Reproducibility: Yes

Additional Feedback:


Review 4

Summary and Contributions: This work introduces a novel regularization method to prevent memorization of false labels in classification tasks. The authors show that early learning followed by memorization of false labels occurs in simple linear generative models then argue that deep non-linear models show similar behavior. The proposed regularization method relies on techniques from semi-supervised learning to reduce the gradients of noisy examples by using a running average of the model's outputs. This preserves the correct classifications of noisy labels that the authors claim are present in the early learning phase. The authors propose additional extensions: computing the running average of model outputs from an ensemble of past models using weight averaging, predicting targets from outputs of two separate networks, and the use of mix-up data augmentation. The authors demonstrate the technique is effective and produces competitive results on various synthetic and real datasets. **Upon reviewing author responses**: I still believe the paper should be accepted, so I will keep my score at 7.
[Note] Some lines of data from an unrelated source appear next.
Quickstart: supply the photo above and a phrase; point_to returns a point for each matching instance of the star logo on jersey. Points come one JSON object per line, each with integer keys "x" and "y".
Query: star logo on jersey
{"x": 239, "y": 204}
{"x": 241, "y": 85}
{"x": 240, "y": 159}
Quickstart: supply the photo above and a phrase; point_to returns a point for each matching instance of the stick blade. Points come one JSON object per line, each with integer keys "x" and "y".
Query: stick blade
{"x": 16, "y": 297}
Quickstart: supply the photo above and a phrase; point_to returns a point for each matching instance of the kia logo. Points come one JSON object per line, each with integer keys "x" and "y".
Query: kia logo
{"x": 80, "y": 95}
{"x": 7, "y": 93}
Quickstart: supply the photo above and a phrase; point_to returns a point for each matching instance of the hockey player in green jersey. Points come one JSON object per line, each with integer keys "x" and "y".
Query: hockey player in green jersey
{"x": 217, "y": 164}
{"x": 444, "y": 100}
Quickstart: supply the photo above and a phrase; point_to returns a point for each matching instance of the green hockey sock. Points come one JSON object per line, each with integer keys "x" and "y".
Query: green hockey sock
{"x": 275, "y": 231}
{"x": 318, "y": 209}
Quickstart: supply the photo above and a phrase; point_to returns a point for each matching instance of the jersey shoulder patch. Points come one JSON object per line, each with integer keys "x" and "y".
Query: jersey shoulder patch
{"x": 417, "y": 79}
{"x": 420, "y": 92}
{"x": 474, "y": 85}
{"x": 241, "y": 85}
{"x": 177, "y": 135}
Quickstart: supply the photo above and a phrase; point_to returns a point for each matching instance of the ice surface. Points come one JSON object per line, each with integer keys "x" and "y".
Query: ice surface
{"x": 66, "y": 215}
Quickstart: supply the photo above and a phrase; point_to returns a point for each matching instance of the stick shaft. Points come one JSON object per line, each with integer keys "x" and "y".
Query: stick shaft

Strengths: * The authors present a simple linear model example that illustrates the concept of the early learning phase and helps the reader understand how this can lead to memorization when some fraction of the dataset contains noisy labels. This analysis is a nice stepping stone for the reader to the regularization technique they propose. * The authors motivate the definition of the regularization term with a toy example and plots that illustrate the effect of this regularization and how it balances with the cross entropy term. * The authors show promising results with ResNet-34 on CIFAR-10 and CIFAR-100 with symmetric and asymmetric label noise, setting a new state of the art benchmark on this task amongst techniques that only modify the training loss. * The proposed method is competitive with techniques that modify sample selection and data augmentation on CIFAR-10. The SOTA technique DivideMix that they compare with is significantly more complicated than the proposed regularization technique, requiring at least double the computational complexity of a given model due to the need to train multiple versions of the model. I am unfamiliar with this area so I cannot speak to the novelty of the technique and its relation to prior work. Improving classifiers and principled approaches to handling the real-world problem of label noise is of great interest to ML practitioners in the NeurIPS community. Improving understanding of training dynamics in classification models is of interest to theorists.

Weaknesses: * Implementation requires a parameter (the target vector) that scales with the size of the dataset. This may be impractical for very large datasets.

Correctness: I did not notice any correctness issues with the claims and method; however, I am inexperienced in this area.

Clarity: The paper is easy to understand and progressively grows the reader's understanding with a mix of plain descriptions in the prose and light derivations with pointers to the appendix where relevant. I appreciated the writing style.

Relation to Prior Work: The related work section appears robust, but I am not experienced in this domain.

Reproducibility: Yes

Additional Feedback: Code samples would aid in reproducibility, but the method seems as though it would be easy to implement from the authors' description.